Il demeurait bien connu que les dirigeants des soleils des indépendances consultaient très souvent le marabout, le sorcier, le divin ; mais pour qui le faisaient-ils et pourquoi ? Fama pouvait répondre, il le savait :ce n’était jamais pour la communauté,jamais pour le pays, ils consultaient toujours les sorciers pour eux-mêmes,pour affirmer leur pouvoir, augmenter leur force, jeter un mauvais sort à leur ennemi. Et les malheurs annoncés devaient arriver.

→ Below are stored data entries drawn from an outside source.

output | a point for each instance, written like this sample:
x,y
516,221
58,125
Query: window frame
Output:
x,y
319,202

Des slogans antigouvernementaux apparurent sur les murs de la capitale. Des ordres de grève circulaient Une nuit, une bombe éclata. Des incendies s’allumèrent dans des poudrières environnantes. Avec ou sans sacrifice,avec ou sans hyène, le régime entreprit de conjurer le sort. Le président et le parti unique réprimèrent. Deux ministres, deux députés et trois conseillés furent ceinturés en pleine rue, conduits à l’aérodrome, jetés dans des avions et expulsés. Un conseil de ministres extraordinaire fut convoqué,délibéra tout l’après-midi et se termina par un grand festin à l’issue duquel quatre ministres furent appréhendés sur le perron du palais, ceinturés,menottés,et conduits en prison.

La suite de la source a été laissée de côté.